Bakteriofag sudah lama dipelajari sebagai alternatif potensial untuk antibiotik, terutama di tengah makin meningkatnya masalah resistensi antimikroba di seluruh dunia. Dalam beberapa kasus, terapi bakteriofag telah digunakan untuk mengobati pasien dengan infeksi kronis yang tidak responsif terhadap antibiotik konvensional. Namun, tantangannya selalu terletak pada proses perancangan dan produksi bakteriofag yang tepat sasaran.

Dengan Evo 2, proses itu bisa dipercepat secara signifikan.

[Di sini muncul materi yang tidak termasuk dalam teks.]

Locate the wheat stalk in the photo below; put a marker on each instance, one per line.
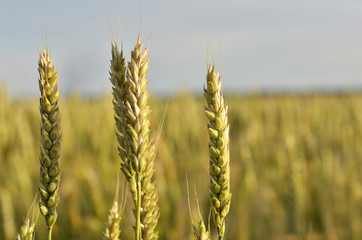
(218, 128)
(136, 149)
(50, 152)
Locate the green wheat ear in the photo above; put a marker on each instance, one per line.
(135, 147)
(50, 151)
(218, 128)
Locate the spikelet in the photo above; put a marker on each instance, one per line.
(113, 223)
(200, 231)
(218, 128)
(50, 152)
(141, 150)
(26, 231)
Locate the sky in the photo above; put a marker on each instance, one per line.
(268, 45)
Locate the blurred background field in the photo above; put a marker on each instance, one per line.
(296, 164)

AI memungkinkan peneliti merancang bakteriofag yang secara spesifik disesuaikan untuk menyerang strain bakteri tertentu, sekaligus mengatasi masalah resistensi yang terus berkembang.

Para ahli menilai kemampuan untuk dengan cepat merancang genom dan menyesuaikannya dengan patogen spesifik bisa mengubah paradigma terapi bakteriofag secara fundamental, serta memperluas kotak peralatan bioteknologi secara keseluruhan.

Tantangan dan Risiko Keamanan

Di balik potensi besarnya, penelitian ini juga memicu kekhawatiran serius di kalangan ahli keamanan hayati. Kemampuan AI untuk merancang virus secara otomatis memunculkan pertanyaan penting: bagaimana memastikan teknologi ini tidak disalahgunakan untuk merancang patogen yang berbahaya?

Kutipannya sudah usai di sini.